Paithan tenía unos sueños terroríficos en los que imaginaba a Drugar puñal en mano, arrastrándose hacia él mientras dormía. Cuando despertaba, alarmado, siempre encontraba a Drugar sentado pacientemente bajo un árbol con las manos cruzadas sobre la barba, que le caía sobre el estómago en largos rizos. El elfo debería haberse burlado de sus temores pues, al fin y al cabo, el enano les había salvado la vida. Sin embargo, cuando volvía la vista atrás y observaba a Drugar cerrando el grupo, o cuando le lanzaba una mirada furtiva en los breves momentos que se detenían a descansar, Paithan advertía el brillo de sus ojos negros y vigilantes, que siempre parecían estar esperando algo, y la sonrisa se le borraba de los labios.

Paithan pensaba en el enano, preguntándose qué le impulsaría, qué terrible combustible mantenía vivo su fuego, cuando Rega lo despertó de sus lúgubres meditaciones.

—¡El transbordador! —Exclamó la mujer, señalando un tosco rótulo clavado en un tronco—. El sendero termina aquí. Tendremos que volver al...

Su voz quedó sofocada por un sonido horrible, un alarido que se alzó de cientos de gargantas, un grito colectivo de espanto.

—¡El camino principal! —Paithan tiró de las riendas con manos temblorosas, empapadas en sudor—. ¡Los titanes han alcanzado el camino!.

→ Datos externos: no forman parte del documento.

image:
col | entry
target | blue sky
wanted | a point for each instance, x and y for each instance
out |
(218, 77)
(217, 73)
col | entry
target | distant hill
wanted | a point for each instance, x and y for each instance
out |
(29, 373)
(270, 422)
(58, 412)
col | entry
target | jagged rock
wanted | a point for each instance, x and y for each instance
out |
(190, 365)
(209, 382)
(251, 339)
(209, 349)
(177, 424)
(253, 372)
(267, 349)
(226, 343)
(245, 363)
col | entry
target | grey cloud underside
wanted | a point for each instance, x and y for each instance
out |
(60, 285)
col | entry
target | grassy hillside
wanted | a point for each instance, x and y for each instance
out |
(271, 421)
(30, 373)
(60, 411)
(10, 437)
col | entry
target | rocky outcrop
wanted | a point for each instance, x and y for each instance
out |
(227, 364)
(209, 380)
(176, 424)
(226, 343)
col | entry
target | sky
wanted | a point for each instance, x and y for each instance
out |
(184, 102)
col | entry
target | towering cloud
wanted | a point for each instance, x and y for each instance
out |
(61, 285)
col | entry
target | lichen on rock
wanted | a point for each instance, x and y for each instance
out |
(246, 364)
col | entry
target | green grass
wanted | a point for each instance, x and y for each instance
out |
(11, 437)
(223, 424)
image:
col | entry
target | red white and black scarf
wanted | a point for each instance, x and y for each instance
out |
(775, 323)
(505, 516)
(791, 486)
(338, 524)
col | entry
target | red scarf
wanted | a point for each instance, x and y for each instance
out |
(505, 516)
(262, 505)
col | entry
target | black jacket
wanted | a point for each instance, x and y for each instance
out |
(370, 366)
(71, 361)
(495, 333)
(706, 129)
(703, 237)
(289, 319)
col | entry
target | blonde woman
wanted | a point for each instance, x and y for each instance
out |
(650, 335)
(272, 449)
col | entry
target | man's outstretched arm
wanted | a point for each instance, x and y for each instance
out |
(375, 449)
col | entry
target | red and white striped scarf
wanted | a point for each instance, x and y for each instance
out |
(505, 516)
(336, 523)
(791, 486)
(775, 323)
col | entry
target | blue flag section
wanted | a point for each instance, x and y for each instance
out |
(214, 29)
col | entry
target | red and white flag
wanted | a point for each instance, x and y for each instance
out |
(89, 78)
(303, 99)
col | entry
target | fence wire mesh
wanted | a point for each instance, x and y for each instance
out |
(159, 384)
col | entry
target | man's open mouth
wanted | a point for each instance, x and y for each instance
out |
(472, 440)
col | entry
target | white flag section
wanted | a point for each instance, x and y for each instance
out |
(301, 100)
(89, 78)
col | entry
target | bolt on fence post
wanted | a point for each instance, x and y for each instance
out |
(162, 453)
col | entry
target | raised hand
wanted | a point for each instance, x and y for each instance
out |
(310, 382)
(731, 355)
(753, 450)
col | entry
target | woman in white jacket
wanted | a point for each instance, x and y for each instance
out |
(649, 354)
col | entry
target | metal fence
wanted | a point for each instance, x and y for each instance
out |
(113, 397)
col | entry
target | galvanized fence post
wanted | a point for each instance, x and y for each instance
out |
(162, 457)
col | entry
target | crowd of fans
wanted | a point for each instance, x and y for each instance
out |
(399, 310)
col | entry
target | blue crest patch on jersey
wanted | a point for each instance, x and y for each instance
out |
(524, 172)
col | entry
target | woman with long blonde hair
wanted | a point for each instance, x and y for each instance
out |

El elfo vio mentalmente la columna de humanos e imaginó a aquellos seres gigantescos y desprovistos de ojos abatiéndose sobre ellos. Vio a los humanos dispersándose, tratando de huir, pero en la planicie abierta no había adonde ir, adonde escapar. La corriente de agua se volvería un río de sangre.

Rega se tapó los oídos con las manos.

—¡Basta! —Gritó una y otra vez, mientras las lágrimas corrían por sus mejillas—. ¡Basta! ¡Basta! ¡Basta...!.

Como en respuesta a sus gritos, un súbito silencio sobrenatural cayó sobre la jungla, roto únicamente por los gritos no muy lejanos de los moribundos.